Basis for recommendation
When should I admit a person with a suspected eating disorder to hospital?
- Consider admission to hospital if any of the following are present (discussion with a specialist may be necessary):
- Risk of suicide or severe self harm — this will require admission to an acute psychiatric ward, not a specialist eating disorders unit.
- Home environment impedes recovery.
- Severe deterioration — this may require admission to an acute medical ward.
- Very low body weight or rapid weight loss — admission to an eating disorders unit may be most appropriate.
- Medical complications (for example pronounced oedema, severe electrolyte disturbance, hypoglycaemia, or severe intercurrent infection) — admission to an acute medical ward may be most appropriate.

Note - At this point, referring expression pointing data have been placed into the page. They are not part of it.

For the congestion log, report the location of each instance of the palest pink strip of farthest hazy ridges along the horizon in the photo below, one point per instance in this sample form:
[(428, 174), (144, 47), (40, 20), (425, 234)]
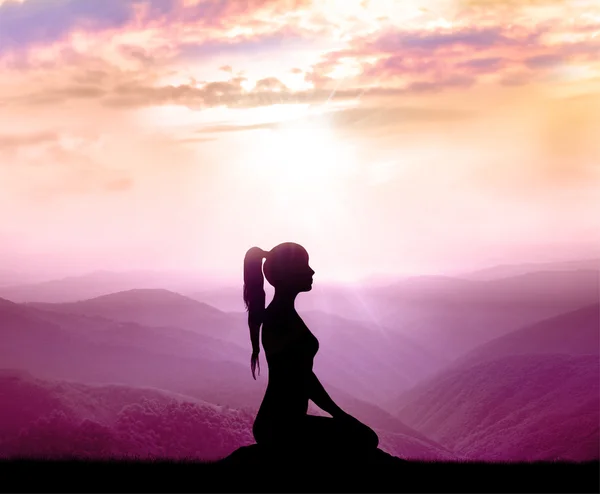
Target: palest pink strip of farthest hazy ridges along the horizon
[(227, 297)]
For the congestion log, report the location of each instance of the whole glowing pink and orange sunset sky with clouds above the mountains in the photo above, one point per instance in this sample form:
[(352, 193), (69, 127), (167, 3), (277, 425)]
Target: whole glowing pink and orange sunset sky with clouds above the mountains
[(384, 136)]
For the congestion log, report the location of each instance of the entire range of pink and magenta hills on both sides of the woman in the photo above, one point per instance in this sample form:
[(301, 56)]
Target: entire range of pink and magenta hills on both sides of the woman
[(442, 368)]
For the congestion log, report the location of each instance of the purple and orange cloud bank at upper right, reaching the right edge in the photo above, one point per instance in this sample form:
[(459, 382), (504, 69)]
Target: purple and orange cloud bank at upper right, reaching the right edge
[(420, 57)]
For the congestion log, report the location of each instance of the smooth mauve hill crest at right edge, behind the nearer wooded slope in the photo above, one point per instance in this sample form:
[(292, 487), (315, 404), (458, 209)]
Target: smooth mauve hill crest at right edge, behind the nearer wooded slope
[(573, 333)]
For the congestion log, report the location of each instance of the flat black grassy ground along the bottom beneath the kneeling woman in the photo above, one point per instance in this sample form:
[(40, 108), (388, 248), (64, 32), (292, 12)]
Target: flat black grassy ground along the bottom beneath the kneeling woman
[(251, 469)]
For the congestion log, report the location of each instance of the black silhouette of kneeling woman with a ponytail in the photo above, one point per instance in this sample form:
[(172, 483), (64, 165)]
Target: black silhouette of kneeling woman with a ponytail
[(290, 347)]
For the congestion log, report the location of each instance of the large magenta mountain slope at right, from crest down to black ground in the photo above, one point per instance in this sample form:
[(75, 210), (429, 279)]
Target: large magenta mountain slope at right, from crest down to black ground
[(531, 394)]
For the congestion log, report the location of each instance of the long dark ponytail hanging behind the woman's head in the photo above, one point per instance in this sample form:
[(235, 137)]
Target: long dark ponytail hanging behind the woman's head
[(254, 297)]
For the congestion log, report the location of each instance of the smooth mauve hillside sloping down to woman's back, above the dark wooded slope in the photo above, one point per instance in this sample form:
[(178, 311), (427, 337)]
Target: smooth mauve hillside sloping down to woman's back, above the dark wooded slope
[(29, 342)]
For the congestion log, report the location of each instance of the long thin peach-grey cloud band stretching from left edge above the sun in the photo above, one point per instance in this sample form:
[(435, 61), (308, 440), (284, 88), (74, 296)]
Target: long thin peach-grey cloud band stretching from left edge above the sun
[(116, 92)]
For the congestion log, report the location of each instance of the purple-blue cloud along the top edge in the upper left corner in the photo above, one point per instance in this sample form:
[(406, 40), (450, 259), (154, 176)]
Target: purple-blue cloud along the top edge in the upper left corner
[(30, 23)]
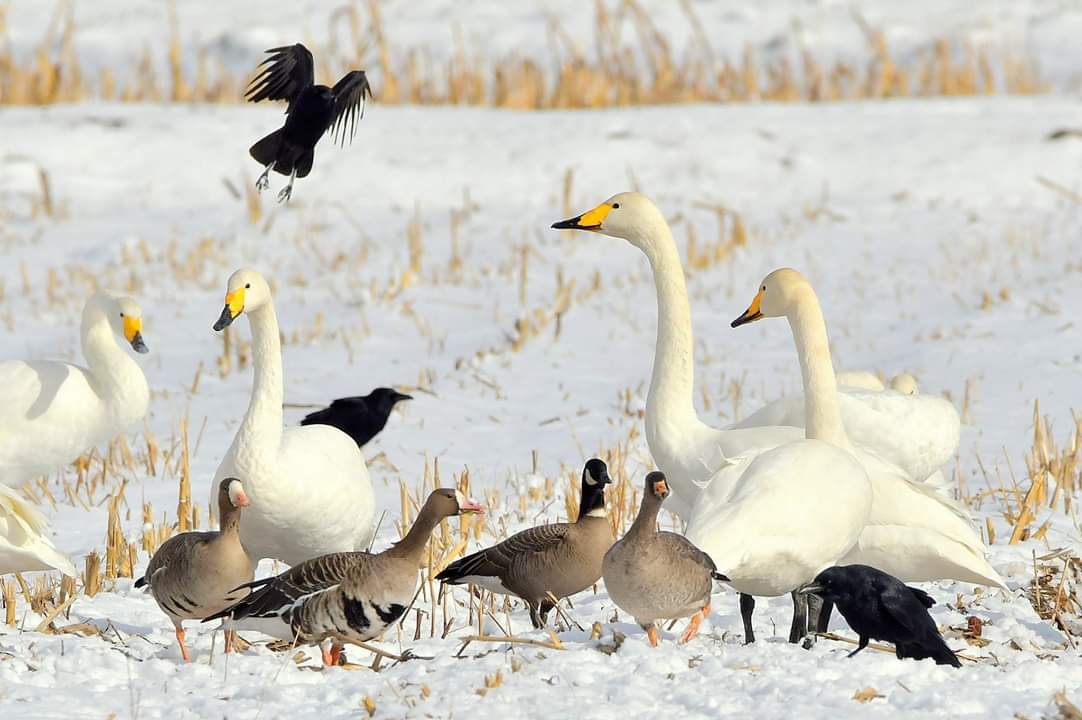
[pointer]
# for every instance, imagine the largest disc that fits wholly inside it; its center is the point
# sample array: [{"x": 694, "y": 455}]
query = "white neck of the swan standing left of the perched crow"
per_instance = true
[{"x": 261, "y": 429}]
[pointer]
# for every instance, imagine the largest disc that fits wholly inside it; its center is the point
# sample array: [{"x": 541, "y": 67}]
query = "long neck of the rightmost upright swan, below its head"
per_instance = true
[{"x": 823, "y": 417}]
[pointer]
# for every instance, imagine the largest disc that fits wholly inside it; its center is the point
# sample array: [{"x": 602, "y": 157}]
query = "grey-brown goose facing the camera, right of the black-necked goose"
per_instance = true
[{"x": 657, "y": 575}]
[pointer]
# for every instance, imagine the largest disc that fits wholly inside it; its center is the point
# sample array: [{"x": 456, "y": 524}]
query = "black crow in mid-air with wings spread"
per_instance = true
[{"x": 313, "y": 110}]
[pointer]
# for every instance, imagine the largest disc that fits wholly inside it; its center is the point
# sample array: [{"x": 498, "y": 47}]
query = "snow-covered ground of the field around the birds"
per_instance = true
[{"x": 923, "y": 225}]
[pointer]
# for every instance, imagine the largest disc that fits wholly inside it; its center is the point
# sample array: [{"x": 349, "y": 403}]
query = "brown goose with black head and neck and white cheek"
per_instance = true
[{"x": 561, "y": 559}]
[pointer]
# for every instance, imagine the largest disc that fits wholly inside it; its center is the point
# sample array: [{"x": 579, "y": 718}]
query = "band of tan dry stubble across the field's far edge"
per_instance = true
[{"x": 634, "y": 64}]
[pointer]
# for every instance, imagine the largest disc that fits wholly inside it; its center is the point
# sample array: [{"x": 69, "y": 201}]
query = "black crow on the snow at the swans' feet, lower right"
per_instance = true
[{"x": 881, "y": 607}]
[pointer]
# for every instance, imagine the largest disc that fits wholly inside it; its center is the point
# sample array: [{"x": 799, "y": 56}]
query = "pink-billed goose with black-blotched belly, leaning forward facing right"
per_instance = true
[{"x": 346, "y": 597}]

- If considering compulsory admission (regardless of the person's age), consider seeking advice from an appropriate specialist.
- If a young person refuses treatment that is deemed essential, consideration should be given to the use of the Mental Health Act 1983 or the right of those with parental responsibility to override the young person's refusal.

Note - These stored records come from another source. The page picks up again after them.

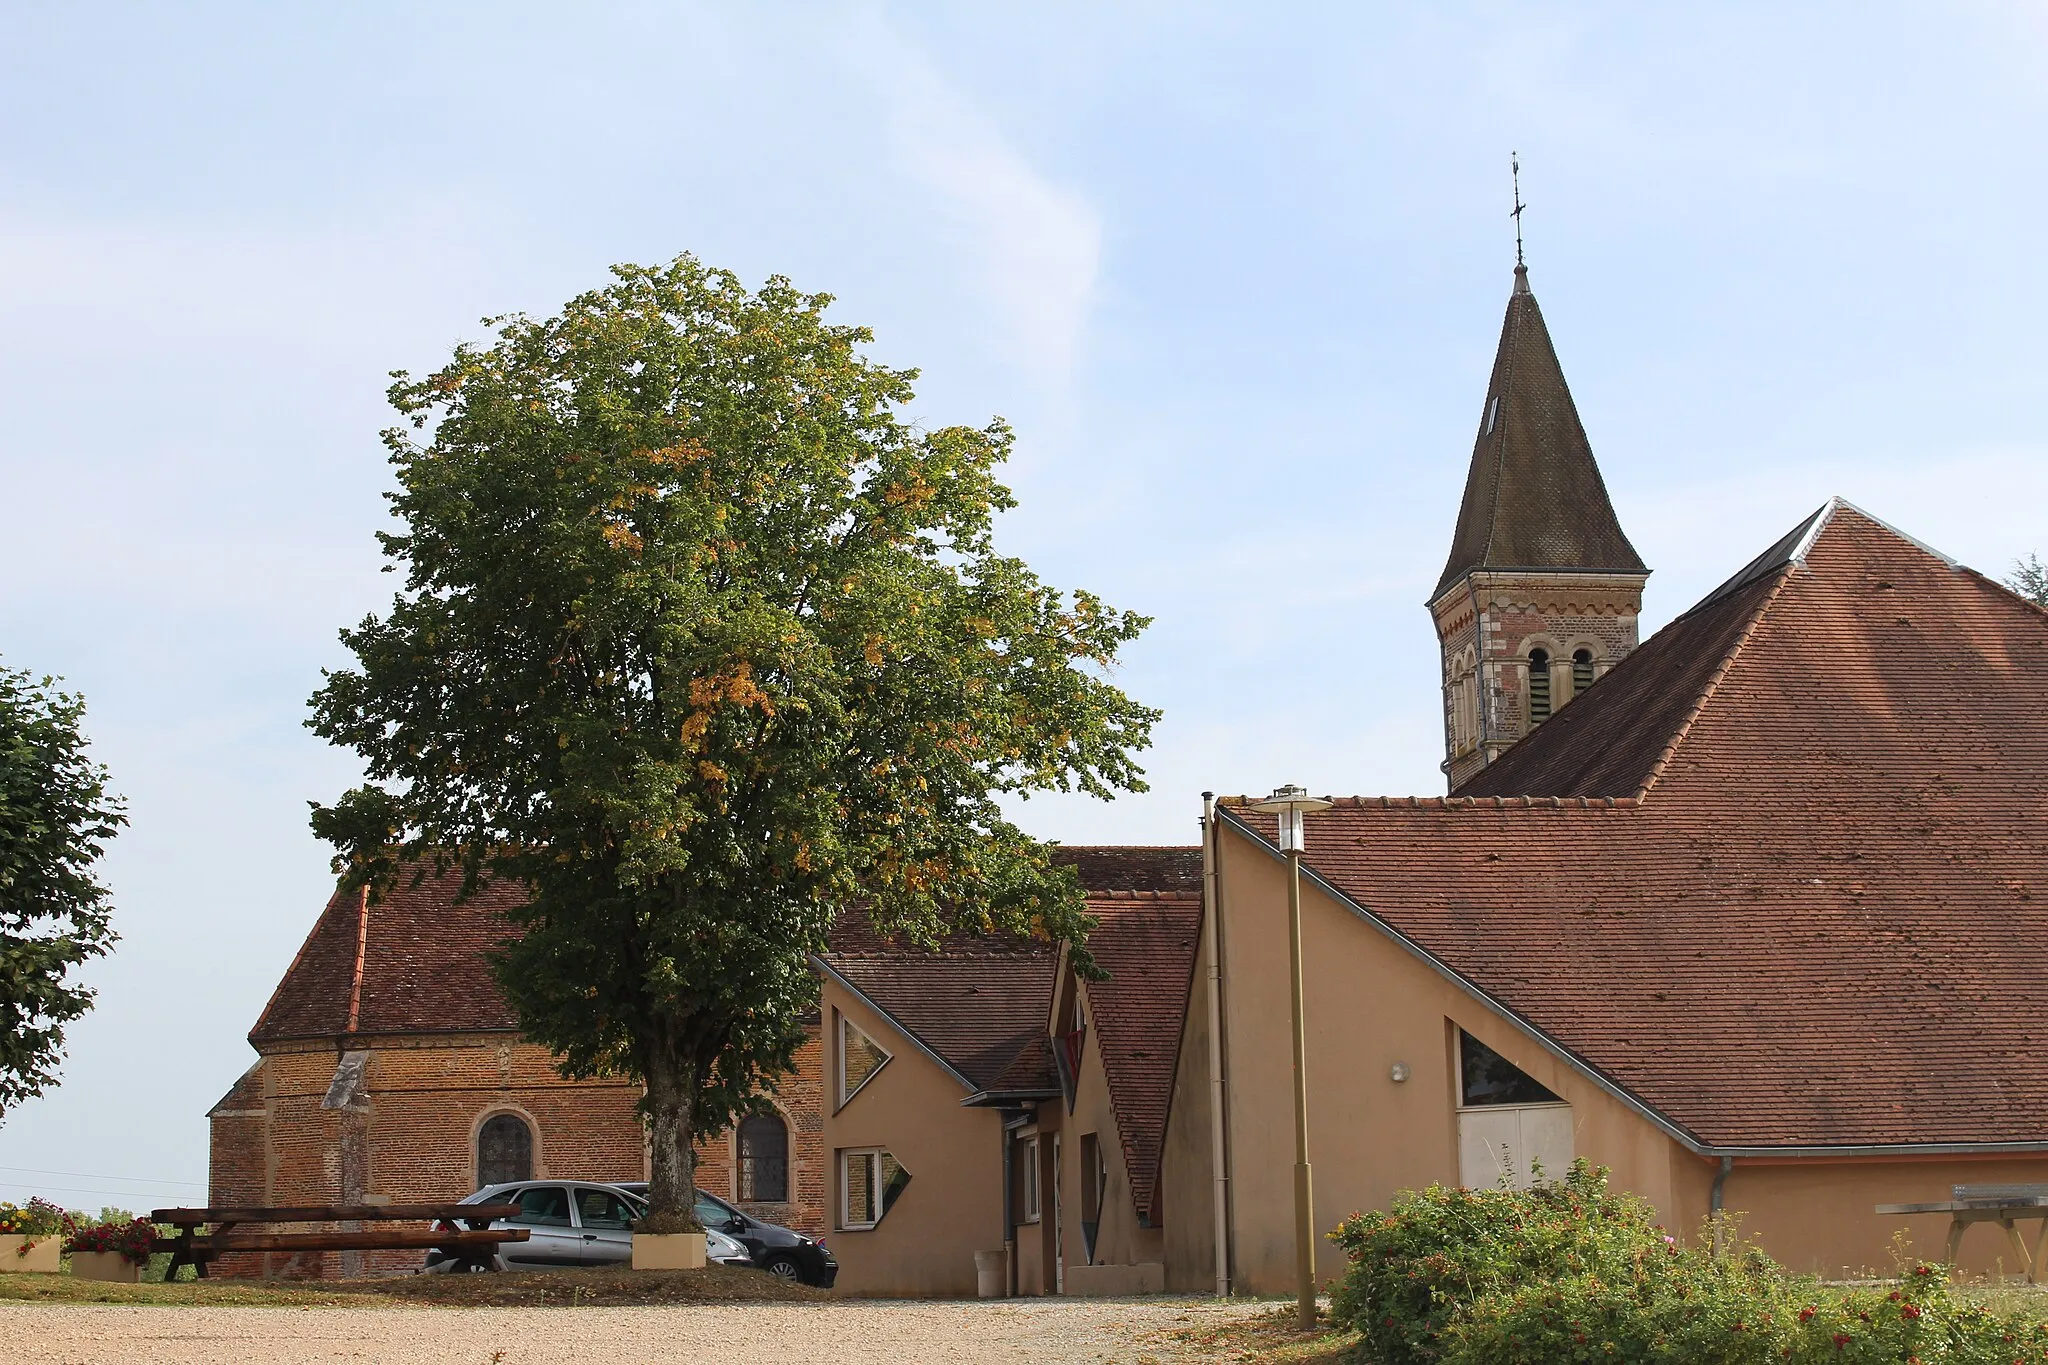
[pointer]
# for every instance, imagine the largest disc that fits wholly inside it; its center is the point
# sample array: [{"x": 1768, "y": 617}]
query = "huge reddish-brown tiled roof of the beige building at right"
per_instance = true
[{"x": 1820, "y": 926}]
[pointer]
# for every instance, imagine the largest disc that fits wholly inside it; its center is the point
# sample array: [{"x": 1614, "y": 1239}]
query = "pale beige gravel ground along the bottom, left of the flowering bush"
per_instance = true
[{"x": 851, "y": 1333}]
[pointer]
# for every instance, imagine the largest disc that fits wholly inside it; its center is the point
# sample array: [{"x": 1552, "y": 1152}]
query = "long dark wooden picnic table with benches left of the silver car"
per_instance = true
[{"x": 466, "y": 1245}]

- Discuss with a local specialist the most appropriate place to admit a person with life-threatening anorexia, as it is not always obvious and depends on local services and practice.
- An acute medical ward that specializes in endocrinology, gastroenterology, or diabetes may be preferable to an eating disorders unit or general psychiatric ward in certain circumstances.
- Admit children and adolescents to age-appropriate facilities (with the potential for separate child and adolescent services), which have the capacity to provide appropriate educational and related activities.